2. **Agentic Tool Bridge:** A robust system mapping LLM "Tool Calls" to native Rust functions.
* **Filesystem:** Read/Write access (scoped to the target project).
* **Search:** High-performance file searching (ripgrep-style) and content retrieval.
* **Shell Integration:** Ability to execute approved commands (e.g., `cargo`, `npm`, `git`) to run tests, linters, and version control.
3. **Workflow Management:** Specialized tools to manage the SDSW lifecycle:
* Ingesting stories.
* Updating specs.
* Implementing code.
* Verifying results (running tests).
4. **LLM Integration:** Connection to an LLM backend to drive the intelligence and tool selection.
* **Remote:** Support for major APIs (Anthropic Claude, Google Gemini, OpenAI, etc).
* **Local:** Support for local inference via Ollama.
## Domain Definition
* **User:** A software engineer using the assistant to build a project.
* **Target Project:** The local software project the user is working on.
* **Agent:** The AI entity that receives prompts and decides which **Tools** to invoke to solve the problem.

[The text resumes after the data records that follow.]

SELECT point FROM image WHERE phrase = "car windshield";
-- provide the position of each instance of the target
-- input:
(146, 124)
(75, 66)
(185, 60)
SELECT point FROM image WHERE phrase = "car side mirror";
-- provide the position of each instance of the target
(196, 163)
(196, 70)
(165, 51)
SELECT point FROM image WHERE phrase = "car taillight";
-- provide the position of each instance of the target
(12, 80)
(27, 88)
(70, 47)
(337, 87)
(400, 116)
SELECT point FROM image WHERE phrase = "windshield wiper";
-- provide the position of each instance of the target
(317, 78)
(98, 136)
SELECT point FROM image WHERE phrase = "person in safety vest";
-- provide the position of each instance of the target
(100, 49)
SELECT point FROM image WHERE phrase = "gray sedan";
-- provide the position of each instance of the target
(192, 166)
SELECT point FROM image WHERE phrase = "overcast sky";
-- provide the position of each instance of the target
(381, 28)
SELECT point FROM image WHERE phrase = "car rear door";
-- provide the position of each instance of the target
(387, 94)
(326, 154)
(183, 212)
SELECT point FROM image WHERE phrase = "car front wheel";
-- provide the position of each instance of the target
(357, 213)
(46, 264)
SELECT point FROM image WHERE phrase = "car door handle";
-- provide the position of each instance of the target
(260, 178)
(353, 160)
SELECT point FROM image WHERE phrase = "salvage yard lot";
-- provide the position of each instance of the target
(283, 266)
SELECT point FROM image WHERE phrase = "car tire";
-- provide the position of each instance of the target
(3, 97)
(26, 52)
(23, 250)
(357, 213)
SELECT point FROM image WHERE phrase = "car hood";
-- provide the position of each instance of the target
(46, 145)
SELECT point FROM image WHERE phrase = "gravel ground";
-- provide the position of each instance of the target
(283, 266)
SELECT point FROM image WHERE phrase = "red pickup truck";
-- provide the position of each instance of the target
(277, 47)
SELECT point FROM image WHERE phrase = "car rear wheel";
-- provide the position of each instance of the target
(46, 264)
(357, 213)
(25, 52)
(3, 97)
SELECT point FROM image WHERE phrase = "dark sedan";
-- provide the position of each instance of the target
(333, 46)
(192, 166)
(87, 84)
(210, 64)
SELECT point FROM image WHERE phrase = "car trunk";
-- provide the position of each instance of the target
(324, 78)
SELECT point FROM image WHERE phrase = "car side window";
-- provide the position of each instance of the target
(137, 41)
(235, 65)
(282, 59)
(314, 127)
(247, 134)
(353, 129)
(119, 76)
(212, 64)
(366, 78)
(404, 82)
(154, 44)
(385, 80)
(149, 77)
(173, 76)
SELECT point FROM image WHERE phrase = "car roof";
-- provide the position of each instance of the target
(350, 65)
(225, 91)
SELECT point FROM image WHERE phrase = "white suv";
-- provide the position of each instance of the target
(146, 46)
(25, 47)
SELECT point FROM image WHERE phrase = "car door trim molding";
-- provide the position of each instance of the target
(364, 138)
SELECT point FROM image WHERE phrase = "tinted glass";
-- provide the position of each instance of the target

* **Tool:** A discrete function exposed to the Agent (e.g., `run_shell_command`, `write_file`, `search_project`).
* **Story:** A unit of work defining a change (Feature Request).
* **Spec:** A persistent documentation artifact defining the current truth of the system.
## Glossary
* **SDSW:** Story-Driven Spec Workflow.
* **Tauri:** The framework used to build this assistant (Rust backend + Web frontend).
* **Living Spec:** The collection of Markdown files in `.living_spec/` that define the project.
* **Tool Call:** A structured request from the LLM to execute a specific native function.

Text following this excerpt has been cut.